Results: Galcanezumab robustly reduced spontaneous (maximum decrease in dural-evoked: 73% [±3.5] at 4 h 30 min [p = 0.002]; in SSN-evoked: 67% [±10.7] at 4 h [p = 0.01]) and cutaneous non-noxious-evoked (maximum decrease in dural-evoked: 50% [±5.7], p = 0.004; in SSN-evoked: 47% [±10.5], p = 0.005, at the last recording time point) neuronal activation in the trigeminocervical complex, highlighting a general inhibition of trigeminal sensory processing. Furthermore, it significantly inhibited cutaneous noxious-evoked (maximum decrease in dural-evoked: 38% [±5.2], p = 0.005; in SSN-evoked: 34% [±7.6], p = 0.005, at the last recording time point), durovascular-evoked (maximum decrease 48% [±6] at the last recording time point, p = 0.001), and SSN-evoked responses (maximum decrease: 32% [±2.6] at 4 h, p < 0.001), demonstrating a clear reduction of trigeminal nociception, independent of the mode of activation. Galcanezumab did not have any effect on the mean arterial blood pressure.

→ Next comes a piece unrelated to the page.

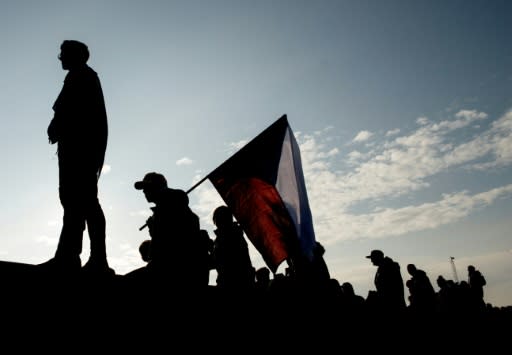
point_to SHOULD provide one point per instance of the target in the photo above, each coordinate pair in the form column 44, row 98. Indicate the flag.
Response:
column 263, row 184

Conclusion: Galcanezumab likely acts via a shared trigeminovascular mechanism to dampen noxious and nonnoxious sensory stimuli in preclinical models of migraine and trigeminal autonomic cephalalgias. This further supports the clinical efficacy of galcanezumab for migraine and cluster headache, while demonstrating general inhibition that may be of relevance to other facial pain conditions.
Keywords: cluster headache; galcanezumab; migraine; trigeminal nociceptive processing; trigeminovascular system.
© 2025 The Author(s). Headache: The Journal of Head and Face Pain published by Wiley Periodicals LLC on behalf of American Headache Society.